Machine Learning Engineer, Training

Job expired!

Machine Learning Engineer, Training at Waymo

Waymo, a pioneering autonomous driving technology company, has a mission to become the most trusted driver. Originating as the Google Self-Driving Car Project in 2009, Waymo has been dedicated to developing The World's Most Experienced Driver™—the Waymo Driver—to enhance mobility and save thousands of lives lost to traffic incidents. The Waymo Driver powers Waymo One, an entirely autonomous ride-hailing service, and is adaptable to various vehicle platforms and use cases. With over one million rider-only trips, Waymo's Driver has autonomously driven tens of millions of miles on public roads and completed tens of billions in simulation across 13+ U.S. states.

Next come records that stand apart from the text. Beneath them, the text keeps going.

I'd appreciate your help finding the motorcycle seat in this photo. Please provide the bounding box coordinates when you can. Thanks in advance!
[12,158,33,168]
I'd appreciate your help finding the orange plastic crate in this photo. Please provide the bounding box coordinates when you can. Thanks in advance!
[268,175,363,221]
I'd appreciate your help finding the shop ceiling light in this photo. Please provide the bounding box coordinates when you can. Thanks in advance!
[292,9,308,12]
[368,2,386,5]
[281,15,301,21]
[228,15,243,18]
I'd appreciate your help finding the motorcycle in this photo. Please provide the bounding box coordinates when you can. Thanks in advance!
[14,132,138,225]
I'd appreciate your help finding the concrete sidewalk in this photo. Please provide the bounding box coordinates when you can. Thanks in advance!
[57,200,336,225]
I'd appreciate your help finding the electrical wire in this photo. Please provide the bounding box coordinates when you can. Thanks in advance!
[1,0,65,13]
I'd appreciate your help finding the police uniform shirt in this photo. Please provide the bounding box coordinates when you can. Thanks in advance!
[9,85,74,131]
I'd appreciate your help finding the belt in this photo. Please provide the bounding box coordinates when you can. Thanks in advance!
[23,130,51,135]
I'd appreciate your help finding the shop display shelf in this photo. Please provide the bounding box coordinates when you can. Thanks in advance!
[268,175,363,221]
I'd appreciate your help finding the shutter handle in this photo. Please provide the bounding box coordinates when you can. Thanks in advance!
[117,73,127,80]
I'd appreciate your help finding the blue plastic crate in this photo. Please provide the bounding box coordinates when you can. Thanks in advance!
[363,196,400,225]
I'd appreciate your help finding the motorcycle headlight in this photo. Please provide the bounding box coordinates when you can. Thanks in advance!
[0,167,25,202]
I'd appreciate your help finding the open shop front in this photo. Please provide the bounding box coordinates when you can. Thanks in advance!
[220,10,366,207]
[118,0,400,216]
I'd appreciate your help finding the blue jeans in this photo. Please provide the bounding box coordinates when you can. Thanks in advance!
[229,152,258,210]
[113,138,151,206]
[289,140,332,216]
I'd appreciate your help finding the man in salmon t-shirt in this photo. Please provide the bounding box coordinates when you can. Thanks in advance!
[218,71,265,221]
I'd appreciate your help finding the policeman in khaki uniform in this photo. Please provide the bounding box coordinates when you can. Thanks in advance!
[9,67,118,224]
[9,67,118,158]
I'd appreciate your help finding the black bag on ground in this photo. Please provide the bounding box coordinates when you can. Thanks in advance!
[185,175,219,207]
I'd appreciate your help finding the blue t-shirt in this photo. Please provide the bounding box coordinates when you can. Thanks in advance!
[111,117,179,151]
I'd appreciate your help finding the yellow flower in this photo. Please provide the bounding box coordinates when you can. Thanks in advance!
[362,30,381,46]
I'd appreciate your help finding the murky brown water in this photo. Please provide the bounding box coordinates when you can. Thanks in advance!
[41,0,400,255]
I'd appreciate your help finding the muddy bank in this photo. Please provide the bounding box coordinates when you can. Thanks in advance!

About the Waymo ML Infrastructure Team

The Waymo ML Infrastructure Team collaborates closely with both Research and Production teams to advance models in Perception and Planning, essential to our autonomous driving software. Our solutions, developed in close partnership with teams at Google, support the entire model development lifecycle, specializing in scaling models and addressing unique ML challenges for autonomous driving.

Our Focus

We create libraries and tools to enhance TensorFlow and JAX, tackling scalability, reliability, and performance challenges. Key areas of focus include:

  • Training at scale and improving ML accelerator efficiency
  • Fine-tuning multimodal LLMs for autonomous driving tasks
  • Discovering hyper-parameters and retraining neural networks
  • Computing reliable and noiseless validation metrics
  • Validating newly trained DNNs in the onboard software stack

Your Role

In this hybrid role, reporting to the Technical Lead Manager of Machine Learning Training, you will:

Responsibilities

  • Develop infrastructure for distributed training, including job scheduling, resource management, data distribution, and model synchronization
  • Implement automation for provisioning, deployment, monitoring, and scaling of training infrastructure
  • Monitor system health, diagnose and troubleshoot issues, and perform routine maintenance
  • Identify performance bottlenecks and optimization opportunities
  • Enhance the developer experience and performance of our scalable ML framework

Qualifications

Required

  • Bachelor's degree in Computer Science, Engineering, or a related field, or 2+ years of equivalent experience
  • Experience with distributed systems principles and building distributed systems for production environments
  • Proficient in Python or C++
  • Experience with Machine Learning frameworks (e.g., TensorFlow, PyTorch) and distributed training algorithms
  • Ability to debug complex distributed systems issues
  • Excellent communication skills for updating and solving issues with customers and partners

Preferred

  • Experience with ML accelerator profiling tools
  • Familiarity with cloud platforms (e.g., AWS, Azure, GCP) and managing distributed systems in cloud environments
  • Knowledge of optimization and deep learning algorithms

Compensation and Benefits

The expected base salary range for this full-time position across US locations is $158,000—$200,000 USD. Actual starting pay will depend on job-related factors such as location, experience, education, and skills. During the hiring process, the recruiter can provide specific salary ranges based on the role's location or if the role can be performed remotely, according to your preferred location.

Waymo also offers participation in its discretionary annual bonus program, equity incentive plan, and a generous benefits program, subject to eligibility requirements.